4. Model Versatility and Novel Agentic Capabilities

InternVL3.5 extends functionality beyond conventional image-text tasks:

• GUI Interaction: Model variants are trained with data targeting graphical user interface elements, enabling comprehension and generation of GUI instructions, usable for automated interface navigation or manipulation.
• Embodied Agency: Model objectives and datasets accommodate agentic reasoning tasks, such as spatial navigation within virtual environments or desktop software.
• SVG Manipulation: Support for scalable vector graphics understanding and generation enables new applications in web automation and programmatic graphical design.

A plausible implication is that these capabilities position InternVL3.5 for robotics, digital assistants, and web agent workflows.

5. Performance Metrics and Benchmark Results

Quantitative assessments demonstrate significant improvements:

Model Variant	Parameters	Reasoning Gain vs Prior	Inference Speedup	Benchmark Examples	Notable Results
InternVL3.5-1B to 241B	1B–241B	+10–16%	4.05×	MMMU, MathVista	SOTA scores among open-source models, gap narrowed with GPT-5
InternVL3.5-241B-A28B	241B	Competitive w/ GPT-5	—	Multimodal/general/agentic	State-of-the-art on text, reasoning, GUI, embodied tasks

InternVL3.5 consistently outperforms InternVL3, both in reasoning accuracy and computational efficiency (Wang et al., 25 Aug 2025). Performance evaluations on the MMMU and MathVista benchmarks demonstrate narrowed gaps with leading proprietary architectures.

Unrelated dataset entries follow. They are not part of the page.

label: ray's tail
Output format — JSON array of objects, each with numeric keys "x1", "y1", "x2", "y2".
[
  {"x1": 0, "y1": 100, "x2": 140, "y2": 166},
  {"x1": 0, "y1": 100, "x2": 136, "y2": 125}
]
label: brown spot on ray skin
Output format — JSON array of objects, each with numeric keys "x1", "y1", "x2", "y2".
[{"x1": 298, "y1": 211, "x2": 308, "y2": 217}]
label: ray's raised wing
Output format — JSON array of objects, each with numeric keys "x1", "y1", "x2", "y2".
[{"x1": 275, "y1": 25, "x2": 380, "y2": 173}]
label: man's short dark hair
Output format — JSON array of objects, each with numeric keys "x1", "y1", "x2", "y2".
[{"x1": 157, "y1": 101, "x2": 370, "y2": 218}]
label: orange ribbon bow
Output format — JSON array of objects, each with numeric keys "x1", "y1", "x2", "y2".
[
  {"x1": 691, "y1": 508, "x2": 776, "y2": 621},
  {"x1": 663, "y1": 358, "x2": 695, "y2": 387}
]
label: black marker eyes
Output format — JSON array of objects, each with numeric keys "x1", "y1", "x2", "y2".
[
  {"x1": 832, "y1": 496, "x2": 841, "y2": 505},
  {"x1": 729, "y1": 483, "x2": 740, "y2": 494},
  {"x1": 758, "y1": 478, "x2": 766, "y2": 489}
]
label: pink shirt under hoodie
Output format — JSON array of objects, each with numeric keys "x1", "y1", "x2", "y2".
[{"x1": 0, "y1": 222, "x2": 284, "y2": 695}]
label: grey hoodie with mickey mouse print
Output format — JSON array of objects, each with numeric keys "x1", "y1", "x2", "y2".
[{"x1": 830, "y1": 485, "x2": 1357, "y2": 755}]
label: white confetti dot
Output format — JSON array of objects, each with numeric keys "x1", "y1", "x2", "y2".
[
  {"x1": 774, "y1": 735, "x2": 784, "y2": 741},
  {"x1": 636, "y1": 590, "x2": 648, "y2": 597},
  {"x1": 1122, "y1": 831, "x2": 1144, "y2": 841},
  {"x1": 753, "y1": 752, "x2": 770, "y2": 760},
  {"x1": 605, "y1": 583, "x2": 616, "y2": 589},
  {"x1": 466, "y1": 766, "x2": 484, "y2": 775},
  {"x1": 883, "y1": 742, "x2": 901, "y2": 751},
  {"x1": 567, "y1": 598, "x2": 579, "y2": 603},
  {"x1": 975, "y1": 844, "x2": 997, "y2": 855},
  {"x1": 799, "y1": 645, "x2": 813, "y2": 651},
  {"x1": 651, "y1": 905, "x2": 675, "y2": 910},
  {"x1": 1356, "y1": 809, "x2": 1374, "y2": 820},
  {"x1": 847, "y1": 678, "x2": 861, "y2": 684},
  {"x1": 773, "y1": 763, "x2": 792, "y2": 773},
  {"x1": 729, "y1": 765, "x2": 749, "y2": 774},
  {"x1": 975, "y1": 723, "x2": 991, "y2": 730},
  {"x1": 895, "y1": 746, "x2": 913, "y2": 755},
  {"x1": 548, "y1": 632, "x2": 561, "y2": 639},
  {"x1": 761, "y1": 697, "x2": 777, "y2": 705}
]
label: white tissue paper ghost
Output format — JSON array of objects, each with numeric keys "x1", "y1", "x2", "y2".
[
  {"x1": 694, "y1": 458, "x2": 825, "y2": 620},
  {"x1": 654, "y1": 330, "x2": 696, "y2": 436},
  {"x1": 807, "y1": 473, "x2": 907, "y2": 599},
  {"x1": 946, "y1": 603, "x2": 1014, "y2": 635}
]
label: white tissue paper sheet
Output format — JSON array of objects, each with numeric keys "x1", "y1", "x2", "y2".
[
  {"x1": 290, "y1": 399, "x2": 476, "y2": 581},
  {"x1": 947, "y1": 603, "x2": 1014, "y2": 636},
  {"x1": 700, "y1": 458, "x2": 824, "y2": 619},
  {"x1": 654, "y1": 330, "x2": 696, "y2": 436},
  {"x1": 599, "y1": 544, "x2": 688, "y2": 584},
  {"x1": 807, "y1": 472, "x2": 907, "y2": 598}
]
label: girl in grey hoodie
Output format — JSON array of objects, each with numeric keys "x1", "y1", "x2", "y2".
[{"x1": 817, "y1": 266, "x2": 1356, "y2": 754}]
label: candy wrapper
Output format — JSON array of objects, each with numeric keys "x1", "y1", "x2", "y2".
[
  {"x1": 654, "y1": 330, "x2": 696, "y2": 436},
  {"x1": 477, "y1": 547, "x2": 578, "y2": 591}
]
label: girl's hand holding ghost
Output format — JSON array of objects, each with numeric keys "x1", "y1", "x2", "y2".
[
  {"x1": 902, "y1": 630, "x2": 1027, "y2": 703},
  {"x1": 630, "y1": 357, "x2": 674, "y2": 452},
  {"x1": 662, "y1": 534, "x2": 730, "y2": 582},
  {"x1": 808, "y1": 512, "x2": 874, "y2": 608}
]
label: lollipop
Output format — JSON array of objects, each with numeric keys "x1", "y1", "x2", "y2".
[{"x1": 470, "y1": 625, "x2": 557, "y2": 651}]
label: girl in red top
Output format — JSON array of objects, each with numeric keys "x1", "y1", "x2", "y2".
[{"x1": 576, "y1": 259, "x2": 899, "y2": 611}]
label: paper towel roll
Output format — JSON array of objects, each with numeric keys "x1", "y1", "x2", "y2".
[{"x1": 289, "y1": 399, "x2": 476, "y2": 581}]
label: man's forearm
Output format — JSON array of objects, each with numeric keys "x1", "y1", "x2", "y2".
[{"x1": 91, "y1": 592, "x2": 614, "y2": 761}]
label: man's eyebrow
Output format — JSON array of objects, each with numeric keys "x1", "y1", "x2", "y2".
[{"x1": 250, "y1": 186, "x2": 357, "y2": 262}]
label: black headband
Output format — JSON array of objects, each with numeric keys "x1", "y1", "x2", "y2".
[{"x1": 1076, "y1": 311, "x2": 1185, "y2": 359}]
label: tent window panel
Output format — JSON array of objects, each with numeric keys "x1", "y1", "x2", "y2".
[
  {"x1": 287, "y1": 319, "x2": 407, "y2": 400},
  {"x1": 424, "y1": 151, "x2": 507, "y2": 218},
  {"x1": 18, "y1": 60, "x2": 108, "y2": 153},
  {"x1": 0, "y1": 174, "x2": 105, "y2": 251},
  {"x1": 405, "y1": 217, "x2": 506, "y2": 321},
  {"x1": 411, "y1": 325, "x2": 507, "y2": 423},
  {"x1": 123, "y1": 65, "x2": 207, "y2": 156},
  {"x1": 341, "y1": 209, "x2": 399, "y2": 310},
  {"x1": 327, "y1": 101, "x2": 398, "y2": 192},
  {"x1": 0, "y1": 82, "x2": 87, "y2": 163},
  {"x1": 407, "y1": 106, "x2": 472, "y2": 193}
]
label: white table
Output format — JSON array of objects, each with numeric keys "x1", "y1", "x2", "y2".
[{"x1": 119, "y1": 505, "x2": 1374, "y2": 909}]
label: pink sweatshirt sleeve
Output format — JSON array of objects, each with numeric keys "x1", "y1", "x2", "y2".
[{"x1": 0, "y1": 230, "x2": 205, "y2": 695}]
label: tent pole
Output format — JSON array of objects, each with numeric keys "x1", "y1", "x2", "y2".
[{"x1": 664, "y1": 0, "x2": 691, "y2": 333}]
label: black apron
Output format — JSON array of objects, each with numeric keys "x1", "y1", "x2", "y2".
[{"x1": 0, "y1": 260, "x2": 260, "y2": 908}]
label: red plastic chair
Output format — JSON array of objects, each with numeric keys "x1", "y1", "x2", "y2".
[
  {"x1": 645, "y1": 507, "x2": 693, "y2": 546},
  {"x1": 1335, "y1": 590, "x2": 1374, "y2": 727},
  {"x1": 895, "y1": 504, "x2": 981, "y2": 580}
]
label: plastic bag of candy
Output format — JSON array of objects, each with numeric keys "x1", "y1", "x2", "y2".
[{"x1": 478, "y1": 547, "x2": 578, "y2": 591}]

6. Architecture and Release

InternVL3.5 encompasses dense and mixture-of-experts (MoE) architectures, ranging from 1B to 241B parameters. The largest configuration, InternVL3.5-241B-A28B, employs expansive vision encoding and LLMing capacity, yielding top-tier results across a spectrum of tasks.

All models, code, training recipes (including Cascade RL and ViR), and deployment instructions are publicly released, enabling full reproducibility and community extension. The open-source commitment is intended to facilitate both benchmarking and further advances in multimodal AI systems.

7. Context and Implications within the InternVL Series

InternVL3.5 synthesizes elements from previous InternVL releases: the token efficiency strategies discovered in InternVL-X (Lu et al., 27 Mar 2025), the native multimodal pre-training paradigm of InternVL3 (Zhu et al., 14 Apr 2025), and fine-tuning heuristics from the broader literature. Its innovations in reinforcement learning, adaptive visual token compression, and distributed deployment collectively set new standards for open-source MLLMs.

This suggests ongoing research will further explore modularity in token routing, dynamic agentic reasoning, and scalable systems design for multimodal models. InternVL3.5’s capabilities and public resources provide a foundation for these developments in both academic and applied machine intelligence.